As for some of the others…
Nostalgia notwithstanding (what a great name for a podcast), if we examine the writing, acting and production values of several of these sitcoms with a cold eye — and with the benefit of several decades — we can’t say that ABC’s The Partridge Family or CBS’s Bridget Loves Bernie deserve to be ranked among the best sitcoms TV had to offer at the time. They are better suited to another list — and not a very flattering one.
Bridget Loves Bernie lasted a single season, thanks to its inexcusable barrage of sledge hammer Jewish and Irish stereotypes. Despite its talented cast, a little of the show (about ten minutes’ worth ) went a long way. It was replaced in its time slot the following season by M*A* S*H.
Back at ABC, the Brady Bunch thrived, and in the decades since its final episode in 1974, seems to have achieved nearly untouchable status as a program inexplicably near and dear to the hearts of a particular sub-generation of baby-boomers. But the show’s family of characters, and their relation to reality in any way, shape, or form was strictly coincidental.
Room 222, while perhaps not a sitcom in the traditional sense, was an earnest attempt to mix humor with drama as it tackled the day’s relevant social issues as seen through the perspective of high school students and their teachers.
The Odd Couple premiered in September of 1970 on ABC. Interestingly, the program wasn’t the only Neil Simon-inspired series to premiere that night — and on the same network! A black cast version of Barefoot in the Park began its brief run (12 episodes)as The Odd Couple’s lead-in.
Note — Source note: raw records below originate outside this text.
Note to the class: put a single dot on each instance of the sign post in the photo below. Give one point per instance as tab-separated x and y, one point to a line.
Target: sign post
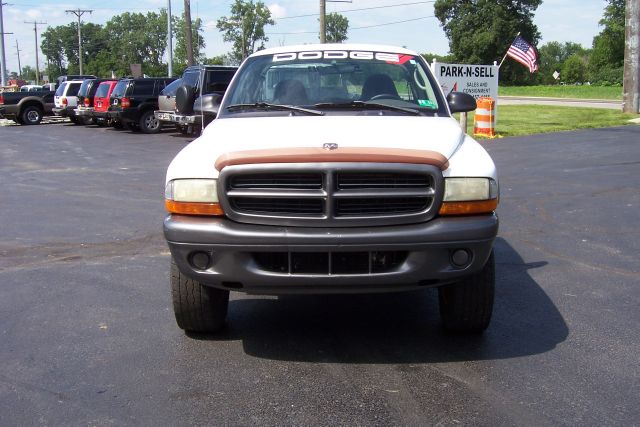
476	80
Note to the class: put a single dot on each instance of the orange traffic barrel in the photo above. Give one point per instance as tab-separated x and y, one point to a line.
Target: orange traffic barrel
484	121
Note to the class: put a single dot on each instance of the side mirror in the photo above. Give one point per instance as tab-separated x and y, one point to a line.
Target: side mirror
208	104
460	102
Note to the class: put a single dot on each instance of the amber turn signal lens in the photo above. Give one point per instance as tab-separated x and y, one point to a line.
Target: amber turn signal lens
193	208
468	208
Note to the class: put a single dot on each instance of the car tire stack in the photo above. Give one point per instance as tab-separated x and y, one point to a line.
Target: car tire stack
197	308
31	115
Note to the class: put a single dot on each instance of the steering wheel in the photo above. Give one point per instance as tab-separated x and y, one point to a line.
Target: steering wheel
384	96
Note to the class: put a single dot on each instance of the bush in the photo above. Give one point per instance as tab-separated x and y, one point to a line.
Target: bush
607	76
574	70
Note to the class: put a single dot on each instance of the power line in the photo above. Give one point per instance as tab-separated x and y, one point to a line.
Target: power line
79	12
35	31
360	28
360	9
344	11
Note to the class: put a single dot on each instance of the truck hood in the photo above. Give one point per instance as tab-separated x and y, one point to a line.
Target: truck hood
439	134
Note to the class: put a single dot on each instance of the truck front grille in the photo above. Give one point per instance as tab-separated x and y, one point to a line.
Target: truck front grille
334	194
330	263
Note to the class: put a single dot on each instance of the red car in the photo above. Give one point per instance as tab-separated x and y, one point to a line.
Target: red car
101	102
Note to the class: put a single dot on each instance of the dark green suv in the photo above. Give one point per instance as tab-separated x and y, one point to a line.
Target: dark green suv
134	104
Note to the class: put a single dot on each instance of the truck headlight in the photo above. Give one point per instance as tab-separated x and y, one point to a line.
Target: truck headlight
192	197
469	196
A few words about Love, American Style, which debuted in 1969 and joined the Friday night lineup in 1971, represented a fascinating shift in content for TV comedy.
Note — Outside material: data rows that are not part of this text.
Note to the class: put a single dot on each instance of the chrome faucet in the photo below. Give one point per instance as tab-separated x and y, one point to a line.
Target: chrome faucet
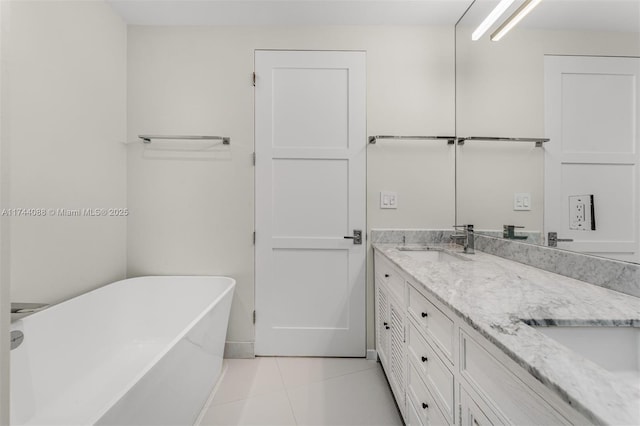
468	237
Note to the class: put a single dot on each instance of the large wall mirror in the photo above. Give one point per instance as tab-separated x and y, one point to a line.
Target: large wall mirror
569	72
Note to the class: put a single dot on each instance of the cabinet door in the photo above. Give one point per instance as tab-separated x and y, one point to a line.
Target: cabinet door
397	353
382	324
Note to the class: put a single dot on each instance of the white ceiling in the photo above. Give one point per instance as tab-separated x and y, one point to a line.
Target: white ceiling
606	15
290	12
598	15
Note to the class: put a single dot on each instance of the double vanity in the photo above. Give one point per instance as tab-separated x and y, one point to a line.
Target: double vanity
476	339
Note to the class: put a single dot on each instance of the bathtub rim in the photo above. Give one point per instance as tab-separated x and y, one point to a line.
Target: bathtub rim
100	412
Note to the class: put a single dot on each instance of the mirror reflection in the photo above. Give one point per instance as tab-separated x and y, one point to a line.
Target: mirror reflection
566	72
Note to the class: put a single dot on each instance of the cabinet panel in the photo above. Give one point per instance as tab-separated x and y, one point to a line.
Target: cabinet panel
397	359
382	324
433	370
437	326
417	392
390	276
413	418
516	402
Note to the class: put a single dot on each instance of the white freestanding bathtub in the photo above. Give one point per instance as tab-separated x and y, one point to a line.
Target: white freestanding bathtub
136	352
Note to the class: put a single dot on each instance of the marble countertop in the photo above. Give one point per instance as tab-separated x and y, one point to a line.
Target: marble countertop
494	296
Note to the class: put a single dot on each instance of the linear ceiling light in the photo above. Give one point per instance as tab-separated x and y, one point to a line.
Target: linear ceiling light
513	20
491	19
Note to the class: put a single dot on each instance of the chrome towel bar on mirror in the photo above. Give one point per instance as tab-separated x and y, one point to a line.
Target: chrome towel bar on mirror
450	139
538	141
27	308
147	138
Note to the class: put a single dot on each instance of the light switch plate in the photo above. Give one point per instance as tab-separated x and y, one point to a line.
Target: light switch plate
522	201
388	200
581	209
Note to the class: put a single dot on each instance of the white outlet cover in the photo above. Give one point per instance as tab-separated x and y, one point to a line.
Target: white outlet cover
522	201
388	200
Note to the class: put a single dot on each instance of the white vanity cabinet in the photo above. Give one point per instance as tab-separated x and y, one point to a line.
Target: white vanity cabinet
444	372
390	326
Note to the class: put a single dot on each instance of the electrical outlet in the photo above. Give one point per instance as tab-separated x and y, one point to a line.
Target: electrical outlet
581	213
522	201
388	200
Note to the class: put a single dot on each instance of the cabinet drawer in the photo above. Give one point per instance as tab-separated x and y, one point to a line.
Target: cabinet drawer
390	276
436	325
418	395
472	414
509	396
432	369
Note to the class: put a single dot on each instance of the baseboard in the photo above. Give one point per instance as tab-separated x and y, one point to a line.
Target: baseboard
239	350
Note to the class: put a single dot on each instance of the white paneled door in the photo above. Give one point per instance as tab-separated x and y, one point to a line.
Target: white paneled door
591	117
310	138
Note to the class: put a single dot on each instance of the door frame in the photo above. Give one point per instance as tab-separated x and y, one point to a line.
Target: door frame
364	272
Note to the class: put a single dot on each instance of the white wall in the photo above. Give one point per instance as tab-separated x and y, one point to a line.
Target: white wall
4	236
193	213
64	112
500	92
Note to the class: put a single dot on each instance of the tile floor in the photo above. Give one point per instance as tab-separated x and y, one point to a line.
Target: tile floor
302	391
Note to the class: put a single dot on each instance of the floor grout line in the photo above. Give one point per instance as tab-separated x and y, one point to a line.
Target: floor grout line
325	379
286	392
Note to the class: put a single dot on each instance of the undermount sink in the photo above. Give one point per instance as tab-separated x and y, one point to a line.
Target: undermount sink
430	254
616	349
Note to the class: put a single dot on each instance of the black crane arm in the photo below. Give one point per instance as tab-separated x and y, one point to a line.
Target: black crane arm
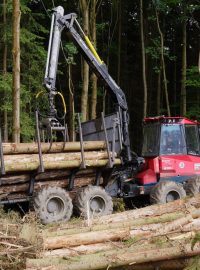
69	22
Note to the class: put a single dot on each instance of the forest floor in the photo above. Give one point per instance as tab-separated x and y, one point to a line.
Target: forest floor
20	238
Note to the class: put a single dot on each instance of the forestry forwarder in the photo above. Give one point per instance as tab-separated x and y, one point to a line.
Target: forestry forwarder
165	174
171	146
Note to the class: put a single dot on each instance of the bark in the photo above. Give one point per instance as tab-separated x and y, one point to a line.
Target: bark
79	250
119	257
153	210
163	63
71	106
93	76
31	148
54	161
158	106
63	183
16	71
49	175
144	232
184	63
5	53
85	238
84	96
136	226
119	42
143	60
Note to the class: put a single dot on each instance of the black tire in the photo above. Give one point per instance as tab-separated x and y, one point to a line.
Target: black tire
136	202
52	204
192	186
99	202
166	191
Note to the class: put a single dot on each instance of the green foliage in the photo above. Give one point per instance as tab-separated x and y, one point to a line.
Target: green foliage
71	51
193	112
6	92
194	264
27	127
193	78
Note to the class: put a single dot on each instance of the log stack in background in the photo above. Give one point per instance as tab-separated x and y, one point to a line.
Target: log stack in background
163	236
22	162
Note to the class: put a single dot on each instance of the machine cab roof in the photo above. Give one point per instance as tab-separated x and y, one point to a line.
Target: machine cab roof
165	136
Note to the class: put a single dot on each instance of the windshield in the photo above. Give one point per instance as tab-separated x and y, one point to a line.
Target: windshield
151	140
172	140
192	139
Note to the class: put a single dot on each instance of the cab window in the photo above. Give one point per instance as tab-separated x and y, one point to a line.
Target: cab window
172	140
192	141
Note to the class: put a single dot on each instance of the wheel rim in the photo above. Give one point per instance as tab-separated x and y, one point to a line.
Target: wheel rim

Comprised usually of two or three playlets loaded with familiar guest stars each week, plus many more who were still on their way up, we can view Love, American Style in hindsight as a true bridge between the standard, safe, squeaky-clean sitcom humor of the 1960s, and the more permissive themes of the new decade. The comic stories often took on themes such as pre-marital sex, infidelity, the “generation gap,” even light drug use, in ways that weren’t even attempted on prime time TV just a few years before (granted, the 10:00 p.m. time slot may have given Love American Style a bit more leeway that regard). Not all of the sketches reached their full potential, perhaps, and more than a few are, shall we say, “of their time,” but looking back on it now, that’s the charm of the show. And, several TV writers and directors who worked on it were to achieve great success later, such as Susan Harris, future creator of Soap and The Golden Girls.
Whether you loved or despised some or most of the programs forming these lineups half a century ago, nostalgia seems to always win out, as proven by the number of cable channels devoted to “classic” TV — MeTV, Cozi, Decades, Antenna TV, Comet, and TV Land (you have to pay for that one these days). Sometimes creative quality need not be among the qualifications for us to hold a show from years past in a wistful regard.